Italy's beleaguered Prime Minister Silvio Berlusconi on Wednesday addressed Italy's parliament in the wake of a razor-thin victory in a no-confidence vote and vowed to serve out the remaining 30 months of his term of office. But despite the victory, the odds remain stacked against the 74-year- old leader.
Berlusconi's coalition on Tuesday mustered 317 votes in the 630-member chamber, barely giving him the majority he needed to hold onto power. If Berlusconi had been defeated, he would have been required to step down from office.
The vote came at the worst of times for Berlusconi, who in recent weeks had suffered a series of electoral setbacks in two rounds of nationwide mayoral votes, and who on Sunday gave into a basket of controversial demands from his most important remaining coalition partner to keep him from pulling his support and triggering a government collapse.
Berlusconi is also under investigation in three open court cases, and has suffered from the defections of key allies, a weak economy, and deteriorating approval levels.
So far, Berlusconi's concessions to coalition partner Umberto Bossi have not garnered much attention in Italy: the two men agreed Sunday to lower taxes, pull out from the military coalition operating in Libya by September, and to further decentralize government decision-making powers.
It's the tax decision that may come back to haunt Berlusconi's coalition. The government's own Minister of Finance criticized the move, and economists said lowering taxes would balloon Italy' s debt, increase the price of government bonds, and put Italy on the precipice of entering into an economic crisis along the lines of the one that has gripped Greece and Ireland.
Even before the tax cut, Italy's public debt was worth 120 percent of the country's gross domestic product, the highest level in the European Union, and government tax revenue had fallen for five consecutive years.
"There is a real risk of any significant tax cuts creating problems in Italy's already troubled public accounts," Javier Noriega, chief economist with Milan investment bankers Hildebrandt and Ferrar, told Xinhua.
"It remains to be seen how large the tax cuts will be, and whether there will be any offsets from government spending. But whatever the answers to those questions are, it's clear that this is a time to be paying off the government's debt and not adding to it."
Even if the fiscal problems stemming from the tax cuts do not materialize, Bossi remains a wildcard. The head of the separatist Northern league party, Bossi's sudden departure caused the collapse of Berlusconi's first government back in 1994, and since then he has been far from a reliable coalition partner.

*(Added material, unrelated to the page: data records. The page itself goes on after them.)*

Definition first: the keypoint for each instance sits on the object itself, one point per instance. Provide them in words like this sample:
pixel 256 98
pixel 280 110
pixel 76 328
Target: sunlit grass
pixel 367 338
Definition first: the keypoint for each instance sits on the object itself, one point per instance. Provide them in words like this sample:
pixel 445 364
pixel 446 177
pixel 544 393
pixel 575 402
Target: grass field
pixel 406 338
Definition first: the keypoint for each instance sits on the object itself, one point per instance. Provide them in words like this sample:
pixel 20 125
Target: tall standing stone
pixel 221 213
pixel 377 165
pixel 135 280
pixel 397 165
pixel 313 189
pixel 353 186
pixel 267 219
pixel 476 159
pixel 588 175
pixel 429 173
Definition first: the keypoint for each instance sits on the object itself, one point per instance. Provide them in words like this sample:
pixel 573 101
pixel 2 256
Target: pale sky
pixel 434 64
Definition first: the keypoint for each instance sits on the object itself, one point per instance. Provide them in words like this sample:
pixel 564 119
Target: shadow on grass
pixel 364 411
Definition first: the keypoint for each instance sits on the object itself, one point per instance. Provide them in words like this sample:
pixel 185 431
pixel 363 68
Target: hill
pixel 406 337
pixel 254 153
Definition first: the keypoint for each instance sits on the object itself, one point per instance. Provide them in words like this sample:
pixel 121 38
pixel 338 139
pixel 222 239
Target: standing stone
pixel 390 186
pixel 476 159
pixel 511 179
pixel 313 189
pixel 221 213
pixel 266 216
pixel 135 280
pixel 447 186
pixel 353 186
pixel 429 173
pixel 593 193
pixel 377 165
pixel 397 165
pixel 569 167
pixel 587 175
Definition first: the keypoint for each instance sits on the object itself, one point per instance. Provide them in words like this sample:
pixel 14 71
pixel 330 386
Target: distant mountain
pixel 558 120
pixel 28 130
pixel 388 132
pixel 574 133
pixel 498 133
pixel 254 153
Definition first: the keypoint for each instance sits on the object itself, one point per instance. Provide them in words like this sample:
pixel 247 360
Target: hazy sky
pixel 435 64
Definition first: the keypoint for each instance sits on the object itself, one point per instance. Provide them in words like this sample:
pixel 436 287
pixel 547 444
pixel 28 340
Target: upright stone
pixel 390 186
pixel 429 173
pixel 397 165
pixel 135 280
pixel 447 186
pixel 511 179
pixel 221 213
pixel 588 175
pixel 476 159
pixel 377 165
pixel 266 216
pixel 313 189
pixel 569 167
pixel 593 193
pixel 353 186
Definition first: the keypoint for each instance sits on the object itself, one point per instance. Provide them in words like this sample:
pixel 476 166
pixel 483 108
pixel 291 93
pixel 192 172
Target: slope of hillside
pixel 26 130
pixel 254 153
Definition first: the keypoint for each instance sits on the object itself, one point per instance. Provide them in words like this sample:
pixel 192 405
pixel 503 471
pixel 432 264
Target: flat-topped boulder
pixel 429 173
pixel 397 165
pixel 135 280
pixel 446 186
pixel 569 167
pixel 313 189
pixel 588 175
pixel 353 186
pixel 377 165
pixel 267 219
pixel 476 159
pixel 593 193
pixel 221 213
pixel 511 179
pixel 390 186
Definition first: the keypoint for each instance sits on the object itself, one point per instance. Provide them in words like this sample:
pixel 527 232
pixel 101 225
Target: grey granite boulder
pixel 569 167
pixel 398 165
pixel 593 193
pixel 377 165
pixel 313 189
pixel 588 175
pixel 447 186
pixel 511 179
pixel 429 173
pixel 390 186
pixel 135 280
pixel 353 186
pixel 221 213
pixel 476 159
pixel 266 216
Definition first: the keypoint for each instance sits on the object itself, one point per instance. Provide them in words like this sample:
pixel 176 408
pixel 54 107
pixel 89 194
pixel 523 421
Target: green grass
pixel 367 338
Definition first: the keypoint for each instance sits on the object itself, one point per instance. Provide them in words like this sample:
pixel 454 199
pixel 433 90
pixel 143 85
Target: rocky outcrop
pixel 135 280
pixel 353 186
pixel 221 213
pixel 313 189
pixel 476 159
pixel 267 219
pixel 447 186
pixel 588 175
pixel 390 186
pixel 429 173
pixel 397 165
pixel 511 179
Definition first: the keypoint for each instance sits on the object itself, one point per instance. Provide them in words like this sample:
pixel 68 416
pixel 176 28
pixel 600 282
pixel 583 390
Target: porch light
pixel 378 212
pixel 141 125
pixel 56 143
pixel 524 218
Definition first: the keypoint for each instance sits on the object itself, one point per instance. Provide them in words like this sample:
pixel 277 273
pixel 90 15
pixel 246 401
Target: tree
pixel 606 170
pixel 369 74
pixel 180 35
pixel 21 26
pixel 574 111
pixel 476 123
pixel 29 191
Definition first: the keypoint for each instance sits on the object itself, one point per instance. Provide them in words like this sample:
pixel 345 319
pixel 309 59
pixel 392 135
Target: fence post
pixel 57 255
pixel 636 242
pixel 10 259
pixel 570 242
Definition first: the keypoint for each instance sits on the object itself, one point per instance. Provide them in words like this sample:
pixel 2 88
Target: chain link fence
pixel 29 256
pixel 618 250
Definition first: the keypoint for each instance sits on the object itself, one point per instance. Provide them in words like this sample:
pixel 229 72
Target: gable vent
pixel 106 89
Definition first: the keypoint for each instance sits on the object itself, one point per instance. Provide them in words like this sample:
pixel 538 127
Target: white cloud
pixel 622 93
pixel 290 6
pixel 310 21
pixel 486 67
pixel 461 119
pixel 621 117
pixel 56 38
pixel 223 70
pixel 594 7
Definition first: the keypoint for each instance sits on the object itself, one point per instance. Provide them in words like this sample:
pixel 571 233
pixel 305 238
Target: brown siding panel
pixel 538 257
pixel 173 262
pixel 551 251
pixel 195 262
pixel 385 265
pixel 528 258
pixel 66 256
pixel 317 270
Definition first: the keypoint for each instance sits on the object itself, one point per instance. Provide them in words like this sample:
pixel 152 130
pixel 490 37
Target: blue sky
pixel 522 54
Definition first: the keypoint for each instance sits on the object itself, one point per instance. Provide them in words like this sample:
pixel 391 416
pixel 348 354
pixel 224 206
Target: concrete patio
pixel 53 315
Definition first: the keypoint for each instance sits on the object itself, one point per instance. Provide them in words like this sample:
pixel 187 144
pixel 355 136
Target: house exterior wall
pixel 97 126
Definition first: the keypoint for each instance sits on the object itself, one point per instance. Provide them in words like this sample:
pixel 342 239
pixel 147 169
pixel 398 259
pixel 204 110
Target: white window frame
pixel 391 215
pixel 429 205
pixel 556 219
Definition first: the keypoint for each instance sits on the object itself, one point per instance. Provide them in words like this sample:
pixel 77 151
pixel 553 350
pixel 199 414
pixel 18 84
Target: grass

The defection of other key members of Berlusconi's historical coalition partners have only increased the controversial Bossi's influence in the coalition, and he has not been shy about using it to further his agenda.
Despite a long series of moves to shift more government power from Rome to the regional and local levels, Bossi wants that to continue. Bossi says he would also like to see the size of government reduced, for it to be harder for immigrants to make a home in Italy, and for the country's international obligations to be kept to a minimum.
What is not yet clear is how much of that agenda the government can promote without putting its own survival in jeopardy.